For 2020, fuel moistures were above normal to start the summertime due to significant springtime rainfall, but the moisture is falling rapidly.

“We are expected to become critically dry by summer’s end,” D’Agostino said. “As seen just about every year, periods of critical fire weather, driven by Santa Ana winds, are expected to return this fall.”

Waging War Against Wildfires in the West

In regard to its wildfire mitigation system hardening efforts, Rocky Mountain Power is leveraging technology in a number of areas within the high fire-risk area in its service territory in Utah, Wyoming and Idaho.

Over the last year, Rocky Mountain Power, a division of PacifiCorp, invested in new covered overhead wire to prevent sparks from occurring when debris or branches fall into the line and weather monitoring stations for deeper insight into weather-related threats — both real-time and historic.

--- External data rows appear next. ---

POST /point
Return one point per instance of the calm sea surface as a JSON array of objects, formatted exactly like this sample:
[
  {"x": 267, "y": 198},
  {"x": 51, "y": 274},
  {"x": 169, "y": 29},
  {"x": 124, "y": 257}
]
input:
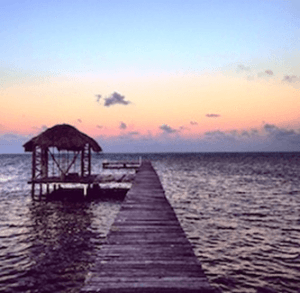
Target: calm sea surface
[{"x": 241, "y": 212}]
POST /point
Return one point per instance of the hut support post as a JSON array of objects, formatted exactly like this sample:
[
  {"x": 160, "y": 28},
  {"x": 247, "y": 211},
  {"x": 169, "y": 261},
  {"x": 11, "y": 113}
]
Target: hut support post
[
  {"x": 89, "y": 161},
  {"x": 33, "y": 171}
]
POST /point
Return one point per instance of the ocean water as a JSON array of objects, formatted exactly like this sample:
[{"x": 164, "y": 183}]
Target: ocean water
[{"x": 241, "y": 212}]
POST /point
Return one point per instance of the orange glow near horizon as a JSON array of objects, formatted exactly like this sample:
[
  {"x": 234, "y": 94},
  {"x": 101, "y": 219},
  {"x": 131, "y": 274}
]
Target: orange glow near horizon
[{"x": 174, "y": 100}]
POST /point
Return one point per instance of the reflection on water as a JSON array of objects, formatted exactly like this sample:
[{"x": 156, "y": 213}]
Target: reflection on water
[
  {"x": 241, "y": 213},
  {"x": 53, "y": 249}
]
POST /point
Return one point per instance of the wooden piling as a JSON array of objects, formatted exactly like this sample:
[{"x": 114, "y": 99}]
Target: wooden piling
[{"x": 146, "y": 249}]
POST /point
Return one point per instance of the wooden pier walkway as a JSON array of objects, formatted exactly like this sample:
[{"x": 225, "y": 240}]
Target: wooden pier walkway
[{"x": 146, "y": 249}]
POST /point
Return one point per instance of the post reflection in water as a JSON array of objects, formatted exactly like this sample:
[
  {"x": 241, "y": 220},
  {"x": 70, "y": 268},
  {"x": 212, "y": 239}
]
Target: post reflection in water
[{"x": 62, "y": 245}]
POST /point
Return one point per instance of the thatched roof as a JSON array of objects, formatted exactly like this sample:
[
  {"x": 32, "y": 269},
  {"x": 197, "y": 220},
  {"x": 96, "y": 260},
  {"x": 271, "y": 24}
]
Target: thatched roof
[{"x": 63, "y": 137}]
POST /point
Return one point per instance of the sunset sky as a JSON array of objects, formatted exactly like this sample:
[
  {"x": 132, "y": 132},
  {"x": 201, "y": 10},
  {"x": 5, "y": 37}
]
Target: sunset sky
[{"x": 161, "y": 76}]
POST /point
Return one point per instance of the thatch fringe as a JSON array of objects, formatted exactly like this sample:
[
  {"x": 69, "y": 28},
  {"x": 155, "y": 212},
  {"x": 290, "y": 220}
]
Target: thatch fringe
[{"x": 63, "y": 137}]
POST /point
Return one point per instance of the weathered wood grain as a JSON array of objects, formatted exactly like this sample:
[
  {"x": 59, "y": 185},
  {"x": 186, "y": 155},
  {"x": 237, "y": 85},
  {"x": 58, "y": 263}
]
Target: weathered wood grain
[{"x": 146, "y": 249}]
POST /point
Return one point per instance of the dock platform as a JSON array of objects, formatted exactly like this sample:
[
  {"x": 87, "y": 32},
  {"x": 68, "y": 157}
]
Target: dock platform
[{"x": 146, "y": 249}]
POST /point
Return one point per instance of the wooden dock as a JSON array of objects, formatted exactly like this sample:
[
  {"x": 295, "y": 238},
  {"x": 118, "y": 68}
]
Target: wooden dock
[
  {"x": 146, "y": 249},
  {"x": 121, "y": 165}
]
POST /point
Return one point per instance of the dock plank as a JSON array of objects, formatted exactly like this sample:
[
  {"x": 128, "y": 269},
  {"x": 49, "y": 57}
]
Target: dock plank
[{"x": 146, "y": 249}]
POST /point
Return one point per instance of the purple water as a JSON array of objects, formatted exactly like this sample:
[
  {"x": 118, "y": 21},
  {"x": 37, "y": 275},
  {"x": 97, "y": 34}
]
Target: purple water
[{"x": 241, "y": 213}]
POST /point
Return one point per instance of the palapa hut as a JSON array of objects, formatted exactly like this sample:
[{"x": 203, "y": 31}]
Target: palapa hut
[{"x": 55, "y": 153}]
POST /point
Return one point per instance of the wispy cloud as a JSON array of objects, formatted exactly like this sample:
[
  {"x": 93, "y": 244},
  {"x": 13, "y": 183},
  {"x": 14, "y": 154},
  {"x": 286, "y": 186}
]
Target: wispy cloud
[
  {"x": 98, "y": 97},
  {"x": 242, "y": 67},
  {"x": 282, "y": 134},
  {"x": 213, "y": 115},
  {"x": 39, "y": 128},
  {"x": 114, "y": 99},
  {"x": 133, "y": 133},
  {"x": 167, "y": 129},
  {"x": 291, "y": 78},
  {"x": 122, "y": 125},
  {"x": 269, "y": 72}
]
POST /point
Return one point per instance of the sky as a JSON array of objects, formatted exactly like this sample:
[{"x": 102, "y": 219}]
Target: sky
[{"x": 152, "y": 76}]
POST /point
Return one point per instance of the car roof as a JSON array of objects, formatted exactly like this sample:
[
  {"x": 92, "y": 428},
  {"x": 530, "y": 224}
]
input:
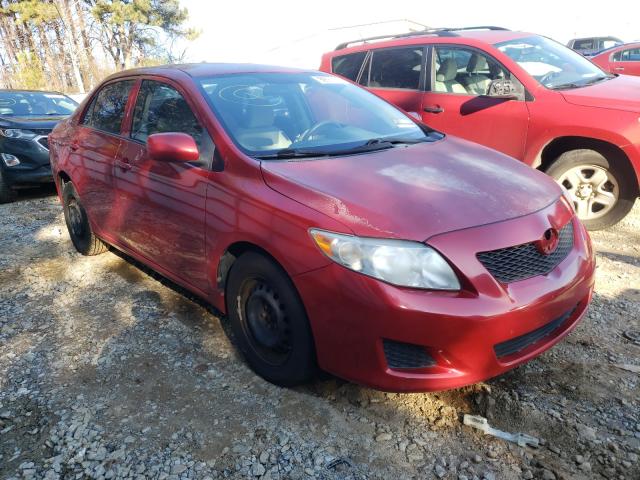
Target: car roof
[
  {"x": 25, "y": 90},
  {"x": 199, "y": 70},
  {"x": 485, "y": 36}
]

In addition, operations teams are also using drones to assist in wildfire mitigation efforts. Those drones incorporate the use of infrared (IR) camera technology as well as regular video. The IR camera can detect hot spots, such as electrical connections that have poor contact resistance causing heating and address those issues proactively.

Also, the company recently released an easy-to-use interactive map to view areas where a PSPS may occur. In these rare instances, power could be proactively shut off in specific, high-risk areas to prevent wildfire ignitions. Customers can see if a home or business is in a potential PSPS area and view the seven-day status forecasts in these designated zones.

Oregon-based Pacific Power, which is also part of PacifiCorp, has also implemented similar strategies for wildfire mitigation. For example, the utility is investing in covered overhead wire and installing dozens of weather-monitoring stations and clearing vegetation throughout high-risk wildfire areas. In addition, the utility is ensuring public safety through coordination with state and local government officials, forestry management groups and other stakeholders.

Through a proactive — rather than a reactive — approach to wildfires, utilities are maximizing the impact of their mitigation strategies. By involving their linemen in their system hardening and mitigation efforts, they are helping to strengthen their fight against wildfires in their service territories.